Erythroid Differentiation Enhances RNA Mis-Splicing in SF3B1-Mutant Myelodysplastic Syndromes with Ring Sideroblasts
- PMID: 37921711
- PMCID: PMC10790130
- DOI: 10.1158/0008-5472.CAN-23-3038
Erythroid Differentiation Enhances RNA Mis-Splicing in SF3B1-Mutant Myelodysplastic Syndromes with Ring Sideroblasts
Abstract
Myelodysplastic syndromes with ring sideroblasts (MDS-RS) commonly develop from hematopoietic stem cells (HSC) bearing mutations in the splicing factor SF3B1 (SF3B1mt). Direct studies into MDS-RS pathobiology have been limited by a lack of model systems that fully recapitulate erythroid biology and RS development and the inability to isolate viable human RS. Here, we combined successful direct RS isolation from patient samples, high-throughput multiomics analysis of cells encompassing the SF3B1mt stem-erythroid continuum, and functional assays to investigate the impact of SF3B1mt on erythropoiesis and RS accumulation. The isolated RS differentiated, egressed into the blood, escaped traditional nonsense-mediated decay (NMD) mechanisms, and leveraged stress-survival pathways that hinder wild-type hematopoiesis through pathogenic GDF15 overexpression. Importantly, RS constituted a contaminant of magnetically enriched CD34+ cells, skewing bulk transcriptomic data. Mis-splicing in SF3B1mt cells was intensified by erythroid differentiation through accelerated RNA splicing and decreased NMD activity, and SF3B1mt led to truncations in several MDS-implicated genes. Finally, RNA mis-splicing induced an uncoupling of RNA and protein expression, leading to critical abnormalities in proapoptotic p53 pathway genes. Overall, this characterization of erythropoiesis in SF3B1mt RS provides a resource for studying MDS-RS and uncovers insights into the unexpectedly active biology of the "dead-end" RS.

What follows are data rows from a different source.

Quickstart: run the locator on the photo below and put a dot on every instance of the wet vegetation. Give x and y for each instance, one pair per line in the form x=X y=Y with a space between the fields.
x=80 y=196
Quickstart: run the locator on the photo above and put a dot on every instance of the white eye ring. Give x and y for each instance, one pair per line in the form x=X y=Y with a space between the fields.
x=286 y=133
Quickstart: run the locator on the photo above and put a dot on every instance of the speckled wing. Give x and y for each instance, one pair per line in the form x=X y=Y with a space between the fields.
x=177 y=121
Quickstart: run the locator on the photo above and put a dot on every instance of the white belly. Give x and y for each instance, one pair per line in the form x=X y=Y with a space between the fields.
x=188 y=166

Significance: Ring sideroblast isolation combined with state-of-the-art multiomics identifies survival mechanisms underlying SF3B1-mutant erythropoiesis and establishes an active role for erythroid differentiation and ring sideroblasts themselves in SF3B1-mutant myelodysplastic syndrome pathogenesis.

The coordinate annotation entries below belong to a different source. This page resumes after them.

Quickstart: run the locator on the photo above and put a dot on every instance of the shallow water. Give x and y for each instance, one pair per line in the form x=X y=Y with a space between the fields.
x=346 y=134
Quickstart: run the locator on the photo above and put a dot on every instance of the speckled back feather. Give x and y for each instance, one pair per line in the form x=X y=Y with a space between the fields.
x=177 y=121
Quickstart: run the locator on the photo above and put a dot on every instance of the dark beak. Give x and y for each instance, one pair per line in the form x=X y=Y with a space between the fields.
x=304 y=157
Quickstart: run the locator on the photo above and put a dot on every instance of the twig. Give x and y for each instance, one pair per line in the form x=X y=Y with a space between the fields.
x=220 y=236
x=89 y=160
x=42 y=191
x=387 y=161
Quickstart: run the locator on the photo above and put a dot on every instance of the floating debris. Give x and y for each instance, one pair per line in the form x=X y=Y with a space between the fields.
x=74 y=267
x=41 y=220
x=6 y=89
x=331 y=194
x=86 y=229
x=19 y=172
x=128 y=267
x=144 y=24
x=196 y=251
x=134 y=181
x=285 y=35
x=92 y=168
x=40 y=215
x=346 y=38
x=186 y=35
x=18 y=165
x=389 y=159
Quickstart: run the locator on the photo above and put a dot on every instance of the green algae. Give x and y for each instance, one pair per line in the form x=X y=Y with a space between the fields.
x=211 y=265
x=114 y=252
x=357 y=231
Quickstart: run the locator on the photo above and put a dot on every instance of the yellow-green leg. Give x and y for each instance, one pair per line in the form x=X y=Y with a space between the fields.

©2023 The Authors; Published by the American Association for Cancer Research.
Figures

![Figure 1. Erythroid differentiation and enucleation remain active in SF3B1mt MDS-RS erythroblasts. A, Flow cytometry strategy for staging of erythroblast populations from BM MNC of patients with MDS-RS. Gating steps identify live and terminally differentiating erythroid cells (Lin−7AAD−GPA+), from which erythroblasts (EB) are staged according to Band 3 and integrin α4 expression (26). Integrin α4–negative cells are excluded from quantification to avoid skewing by anucleate cells. B, Mean (±SEM) cell population frequencies within flow cytometry parent populations (singlets > terminally differentiating erythroid > erythroblast subsets), quantified in NBM donors (nNBM = 4) and patients with MDS-RS (nMDS-RS = 6). Erythroid cells are quantified within the singlet population. Erythroblast subsets are quantified within the GPA+ population. C, Mean (±SEM) RS frequencies per sorted erythroblast subset and compared with frequencies in matched diagnostic BM smears (nMDS-RS = 6). D, Gating and quantification [mean (±SEM)] of DNA content (Draq-5) and intracellular Ki-67 abundance in GPA+ magnetically sorted cells (nNBM = 3; nMDS-RS = 6). E, Mean (±SEM) RS frequencies per sorted Ki67-expressing subset and compared with frequencies in matched diagnostic BM smears (nMDS-RS = 6). F, Mean (±SEM) CD71 (transferrin receptor, TFRC) median fluorescence indices per erythroblast subset (nNBM = 4; nMDS-RS = 6). G, Mean (±SEM) enucleation frequencies after 28-day 3D culture of MDS-RS BM MNCs (nMDS-RS = 4) and separated by iron granule visibility upon morphological analysis. Statistical comparison was performed by paired t test analysis. *, P < 0.05; **, P < 0.01; ***, P < 0.001; ns, nonstatistically significant.](https://cdn.ncbi.nlm.nih.gov/pmc/blobs/b1af/10790130/4aff5aa285ac/211fig1.gif)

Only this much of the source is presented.